Christine Zucchelli/Gerhard Lagger

Aufwachsen am Bergisel

Für Erna und alle,
die den Bergisel im Herzen tragen

WENN VATER ERZÄHLT …

Mein Vater, Gerhard Lagger, 1943 in Innsbruck geboren und am Bergisel aufgewachsen, war ein typisches Kind der Nachkriegszeit: wild, frei, unbeschwert und oft sich selbst überlassen. Die Welt seiner Kindheit erstreckte sich vom Bergisel bis zur Triumphpforte, erst im Jugendalter wurde sie etwas weiter. Nicht groß war diese Welt, aber vertraut, abenteuerlich und reich durch die Freundschaft mit einer kleinen Gruppe gleichaltriger BergislerInnen. Die Lebensumstände brachten es mit sich, dass Vater, kaum dem Jugendalter entwachsen, vom Bergisel fortzog; wohl kehrte er über Jahre immer wieder mit seiner eigenen jungen Familie auf Besuch bei seiner Mutter zurück, der Kontakt zu den Freunden und Nachbarn der Kindheit aber verlor sich bald.

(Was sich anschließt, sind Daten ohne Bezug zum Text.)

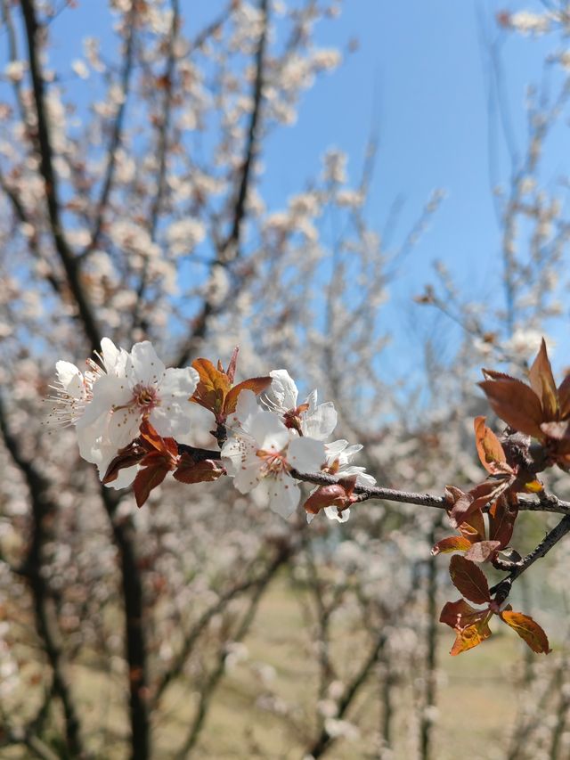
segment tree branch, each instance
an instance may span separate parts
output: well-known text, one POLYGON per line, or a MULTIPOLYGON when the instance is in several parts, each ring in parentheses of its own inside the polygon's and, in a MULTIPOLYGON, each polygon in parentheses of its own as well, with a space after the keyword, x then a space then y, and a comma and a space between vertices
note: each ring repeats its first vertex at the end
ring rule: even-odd
POLYGON ((36 16, 34 0, 20 3, 26 28, 29 71, 34 91, 36 116, 37 118, 37 142, 40 154, 40 173, 44 179, 45 200, 50 228, 55 249, 65 270, 69 288, 77 305, 77 310, 92 351, 100 347, 100 331, 87 294, 81 283, 77 259, 69 248, 63 232, 60 212, 58 180, 53 169, 53 150, 50 135, 50 123, 45 108, 45 82, 38 56, 40 26, 36 16))

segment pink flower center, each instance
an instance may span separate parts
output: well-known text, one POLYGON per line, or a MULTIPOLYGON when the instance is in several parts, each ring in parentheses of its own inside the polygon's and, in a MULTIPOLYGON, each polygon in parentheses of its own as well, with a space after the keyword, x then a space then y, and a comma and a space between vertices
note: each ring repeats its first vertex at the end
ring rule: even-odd
POLYGON ((160 399, 154 386, 138 383, 133 388, 133 400, 131 404, 136 405, 142 412, 148 413, 160 404, 160 399))
POLYGON ((264 477, 268 475, 276 476, 281 472, 289 472, 291 469, 285 458, 284 449, 278 452, 257 449, 256 455, 262 460, 261 471, 264 477))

Nicht so die Erinnerung, denn im Herzen ist mein Vater bis heute ein Bergisler geblieben. Das merkt man, wenn er von früher spricht, was er oft und gerne macht. Erstaunlich detailreich beschreibt er dann Abenteuer und Lausbubenstreiche der jungen Bergisler, Begegnungen mit unvergesslichen Wiltener Originalen oder Episoden aus Schulzeit und Alltagsleben. Oft sind es die kleinen Geschichten, die berühren. Etwa vom Zusammensitzen der staunenden Jugend vor dem ersten Fernseher am Bergisel, vom Glück, beim Greißler eine Handvoll Zuckerln geschenkt zu bekommen, oder von den Ohrfeigen, die Lehrer und Pfarrer freigiebig verteilten.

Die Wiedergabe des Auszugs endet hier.